Harris English (+4000) birdies the EIGHTH playoff hole to win the Travelers👏🏆pic.twitter.com/6uIo3uxc80

— PointsBet Sportsbook (@PointsBetUSA) June 28, 2021

The Bad Beat for Bryson Backers

That was the longest playoff of the year, but it might not have been the one to leave the most lingering scar tissue.

At the BMW Championship, host course Caves Valley took the spotlight for the first time in decades, a straightforward 7,500-yard behemoth, but with reachable par-5s and drivable par-4s.

When odds were released Tuesday morning (one day later than usual after the previous week’s Monday finish), Bryson DeChambeau’s odds were a head-scratching 35/1. By that afternoon, he’d dropped to 25/1; the next morning, he was 22/1; and by first tee time on Thursday, he was a mere 18/1, meaning his price was essentially cut in half within less than 48 hours. Needless to say, there were plenty of Bryson backers that week.

On the 16th hole on Sunday afternoon, Bryson fist-pumped his birdie, while Patrick Cantlay needed to hole a 9-footer just to save par and remain one back. On the next tee box, Bryson landed short of the green and Cantlay found the water, making us (and the bookmakers, who listed Bryson at right around -2500 at that point) think it was all but over, but the former stubbed a chip and the latter got up-and-down for par to keep the differential at one stroke.

Then on 18, Cantlay rolled in a 19-footer for birdie and DeChambeau missed from 15 feet away to leave them in a playoff. There were a few more times during those extra holes when this one seemed like it was Bryson’s to lose, but somehow he managed to do just that, finally losing to Cantlay on their 24th hole of the day.

It proved to be a good sweat for those Bryson backers — and a smart bet by those who jumped on that big number early — but in the end, all those unhedged outright tickets were deemed completely worthless.

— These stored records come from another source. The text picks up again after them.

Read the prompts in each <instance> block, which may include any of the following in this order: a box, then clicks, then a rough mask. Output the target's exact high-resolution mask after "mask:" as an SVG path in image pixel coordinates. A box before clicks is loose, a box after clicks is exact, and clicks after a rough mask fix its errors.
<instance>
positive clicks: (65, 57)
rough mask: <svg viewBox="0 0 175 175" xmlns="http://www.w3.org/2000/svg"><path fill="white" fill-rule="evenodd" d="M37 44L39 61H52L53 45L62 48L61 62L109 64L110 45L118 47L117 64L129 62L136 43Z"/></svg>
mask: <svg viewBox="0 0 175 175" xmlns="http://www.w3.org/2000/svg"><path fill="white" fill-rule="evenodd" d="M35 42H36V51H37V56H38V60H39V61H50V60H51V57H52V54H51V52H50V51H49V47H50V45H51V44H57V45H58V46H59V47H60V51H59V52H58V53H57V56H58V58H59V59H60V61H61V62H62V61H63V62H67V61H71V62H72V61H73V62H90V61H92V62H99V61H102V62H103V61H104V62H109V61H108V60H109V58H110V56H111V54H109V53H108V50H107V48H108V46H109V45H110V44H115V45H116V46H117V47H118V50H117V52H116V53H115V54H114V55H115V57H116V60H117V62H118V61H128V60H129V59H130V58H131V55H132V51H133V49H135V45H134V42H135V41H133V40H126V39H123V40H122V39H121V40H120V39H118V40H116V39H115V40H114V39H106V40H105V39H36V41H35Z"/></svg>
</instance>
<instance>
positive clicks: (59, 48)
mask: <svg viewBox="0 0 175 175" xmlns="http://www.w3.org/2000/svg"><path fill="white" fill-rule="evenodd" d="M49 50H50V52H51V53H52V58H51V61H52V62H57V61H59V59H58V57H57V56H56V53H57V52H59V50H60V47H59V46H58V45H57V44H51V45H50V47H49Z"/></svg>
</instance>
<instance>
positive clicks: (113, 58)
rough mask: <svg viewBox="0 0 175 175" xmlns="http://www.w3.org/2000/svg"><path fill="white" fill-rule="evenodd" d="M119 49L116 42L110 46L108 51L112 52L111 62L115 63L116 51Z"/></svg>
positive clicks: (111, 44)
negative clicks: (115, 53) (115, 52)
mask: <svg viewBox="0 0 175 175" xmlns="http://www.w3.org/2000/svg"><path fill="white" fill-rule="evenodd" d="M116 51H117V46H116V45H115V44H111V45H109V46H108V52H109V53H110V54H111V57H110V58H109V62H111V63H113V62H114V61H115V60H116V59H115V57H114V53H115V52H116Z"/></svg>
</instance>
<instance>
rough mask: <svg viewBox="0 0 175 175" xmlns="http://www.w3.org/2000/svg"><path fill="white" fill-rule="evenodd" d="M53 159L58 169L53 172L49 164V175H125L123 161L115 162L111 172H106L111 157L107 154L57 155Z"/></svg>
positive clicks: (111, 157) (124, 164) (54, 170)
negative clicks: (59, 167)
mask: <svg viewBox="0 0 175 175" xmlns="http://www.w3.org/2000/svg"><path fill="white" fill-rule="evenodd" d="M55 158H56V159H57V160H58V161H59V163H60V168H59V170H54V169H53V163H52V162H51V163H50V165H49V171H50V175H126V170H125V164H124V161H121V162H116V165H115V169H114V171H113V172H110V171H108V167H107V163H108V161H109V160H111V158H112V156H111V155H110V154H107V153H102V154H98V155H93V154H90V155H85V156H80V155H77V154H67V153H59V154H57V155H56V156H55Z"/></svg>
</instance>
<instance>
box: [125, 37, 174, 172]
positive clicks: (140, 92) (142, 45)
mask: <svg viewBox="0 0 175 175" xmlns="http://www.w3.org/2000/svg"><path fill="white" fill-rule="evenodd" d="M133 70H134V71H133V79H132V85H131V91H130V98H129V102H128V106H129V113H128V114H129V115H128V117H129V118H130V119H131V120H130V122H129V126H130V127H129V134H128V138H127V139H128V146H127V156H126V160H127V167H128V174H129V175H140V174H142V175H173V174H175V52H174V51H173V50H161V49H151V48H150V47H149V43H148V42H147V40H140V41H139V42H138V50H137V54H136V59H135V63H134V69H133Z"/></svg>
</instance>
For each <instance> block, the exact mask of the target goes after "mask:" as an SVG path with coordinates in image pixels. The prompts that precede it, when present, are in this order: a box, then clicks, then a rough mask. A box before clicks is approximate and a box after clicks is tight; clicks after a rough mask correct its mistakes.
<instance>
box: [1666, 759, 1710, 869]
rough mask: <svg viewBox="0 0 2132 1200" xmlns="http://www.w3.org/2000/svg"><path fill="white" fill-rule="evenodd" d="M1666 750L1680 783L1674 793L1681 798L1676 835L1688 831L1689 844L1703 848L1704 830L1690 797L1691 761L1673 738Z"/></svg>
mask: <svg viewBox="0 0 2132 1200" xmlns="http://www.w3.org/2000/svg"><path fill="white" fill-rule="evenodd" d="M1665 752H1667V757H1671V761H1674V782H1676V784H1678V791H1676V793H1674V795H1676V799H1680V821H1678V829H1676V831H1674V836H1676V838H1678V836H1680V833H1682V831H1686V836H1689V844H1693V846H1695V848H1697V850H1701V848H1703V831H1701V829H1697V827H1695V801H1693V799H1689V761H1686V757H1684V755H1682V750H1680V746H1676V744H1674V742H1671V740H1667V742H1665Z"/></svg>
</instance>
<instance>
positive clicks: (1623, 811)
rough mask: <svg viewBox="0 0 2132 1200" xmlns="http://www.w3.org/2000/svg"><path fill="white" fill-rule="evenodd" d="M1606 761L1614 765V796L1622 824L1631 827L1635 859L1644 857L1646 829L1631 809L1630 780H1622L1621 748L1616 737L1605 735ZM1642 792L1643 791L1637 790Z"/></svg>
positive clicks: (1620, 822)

One bettor put their $500 free bet on Patrick Cantlay to win the BMW Championship. This now pays out $12.5K 🤑 pic.twitter.com/TYM8gioBkt

— DraftKings Sportsbook (@DKSportsbook) August 29, 2021

‘I’m Starting to Wonder Why I Do This’

Let’s come full circle with these stories, thanks to @dillondavis2030, who many can not only empathize with, but relate to on a very real level.

“This one isn’t obscure, but holding Rahm at 11/1 at the Memorial is an all-time stinger — especially when you don’t go back the next time out at Torrey [for the U.S. Open]. Parlay that with Collin Morikawa (+750) having a five-shot 54-hole lead at the Hero World Challenge and Taylor Pendrith (66/1) choking a three-shot 54-hole lead in Bermuda, and I’m starting to wonder why I do this.”